I recreated it tonight with a couple of tweaks, though I still think hers was better – kind of like how coffee always tastes nicer when someone else makes it for you 🙂
Thanks C for this amazing recipe!
Easy cauliflower soup – dairy, gluten and refined sugar free; vegan
Serves 4 to 6
- 1 – 2 tsp coconut oil
- 2 medium onions
- 3 – 4 cloves garlic
- 1 large head of cauliflower
- 1 large sweet potato (for SCD, omit or use butternut)
- 1 cup vegetable stock*/chicken stock/bone broth
- A handful of fresh coriander
- Garlic salt (optional)
- Salt and black pepper
“I let the ingredients fry while I chop the next thing. I think it makes a difference to the flavour to let it fry a while,” advises my sister.
– Chop the onion and add to a large pot with the coconut oil. Fry on medium-high heat.
– Chop the garlic and break the cauliflower into florets and add to the pot. If the pot becomes too dry, add more coconut oil or a splash of water.
– Add the cubed sweet potato and chopped coriander to the pot and season everything well with salt and black pepper, and garlic salt if desired.
– Pour in the stock/broth, then fill the pot with water and bring to a boil.
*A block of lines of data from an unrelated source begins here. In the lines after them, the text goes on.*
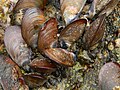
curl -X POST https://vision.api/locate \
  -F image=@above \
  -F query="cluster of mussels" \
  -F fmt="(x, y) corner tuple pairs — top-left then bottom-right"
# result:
(0, 0), (119, 90)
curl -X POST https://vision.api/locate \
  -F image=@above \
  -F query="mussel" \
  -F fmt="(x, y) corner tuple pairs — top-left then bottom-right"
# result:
(21, 8), (45, 48)
(4, 26), (32, 69)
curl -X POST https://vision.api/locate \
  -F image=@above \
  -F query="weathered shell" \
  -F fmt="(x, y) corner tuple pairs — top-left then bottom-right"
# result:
(22, 8), (45, 48)
(59, 19), (87, 46)
(44, 48), (75, 66)
(96, 0), (120, 16)
(4, 26), (31, 67)
(88, 0), (99, 18)
(99, 62), (120, 90)
(0, 55), (29, 90)
(14, 0), (47, 11)
(23, 73), (46, 88)
(83, 14), (106, 49)
(60, 0), (87, 24)
(29, 58), (56, 73)
(38, 18), (58, 51)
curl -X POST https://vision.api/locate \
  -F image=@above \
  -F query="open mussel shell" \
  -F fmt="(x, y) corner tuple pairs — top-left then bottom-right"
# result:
(59, 19), (87, 46)
(4, 26), (32, 68)
(60, 0), (86, 24)
(0, 55), (29, 90)
(14, 0), (47, 11)
(83, 14), (106, 49)
(38, 18), (58, 51)
(99, 62), (120, 90)
(29, 58), (56, 74)
(23, 73), (46, 88)
(44, 48), (76, 67)
(22, 8), (45, 48)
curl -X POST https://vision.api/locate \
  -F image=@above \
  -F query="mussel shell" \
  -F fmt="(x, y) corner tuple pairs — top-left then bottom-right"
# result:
(23, 73), (46, 88)
(83, 14), (106, 49)
(96, 0), (120, 16)
(0, 55), (29, 90)
(99, 62), (120, 90)
(59, 19), (87, 46)
(38, 18), (58, 52)
(60, 0), (87, 24)
(4, 26), (32, 67)
(22, 8), (45, 48)
(29, 58), (56, 74)
(44, 48), (75, 67)
(14, 0), (47, 11)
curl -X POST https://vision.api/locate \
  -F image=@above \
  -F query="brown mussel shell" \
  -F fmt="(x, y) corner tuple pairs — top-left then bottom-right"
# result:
(14, 0), (47, 11)
(60, 0), (87, 25)
(98, 0), (120, 16)
(83, 14), (106, 49)
(38, 18), (58, 51)
(59, 19), (87, 46)
(0, 55), (29, 90)
(4, 26), (32, 67)
(22, 8), (45, 48)
(29, 58), (56, 74)
(23, 73), (46, 88)
(99, 62), (120, 90)
(44, 48), (75, 67)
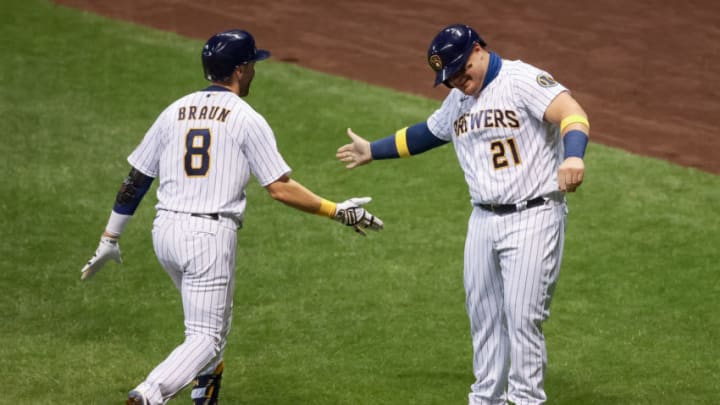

Reduce heat, cover and simmer for 1 hour.
– Remove from heat, blend with a stick blender and serve.
It’s that simple! I say it serves four to six, but if I’m eating it, it probably serves two to three 😛
*Most shop-bought stocks aren’t suitable for those of us following healing diets. Make your own vegetable stock by simply reserving the cooking water when you boil veggies on the stove.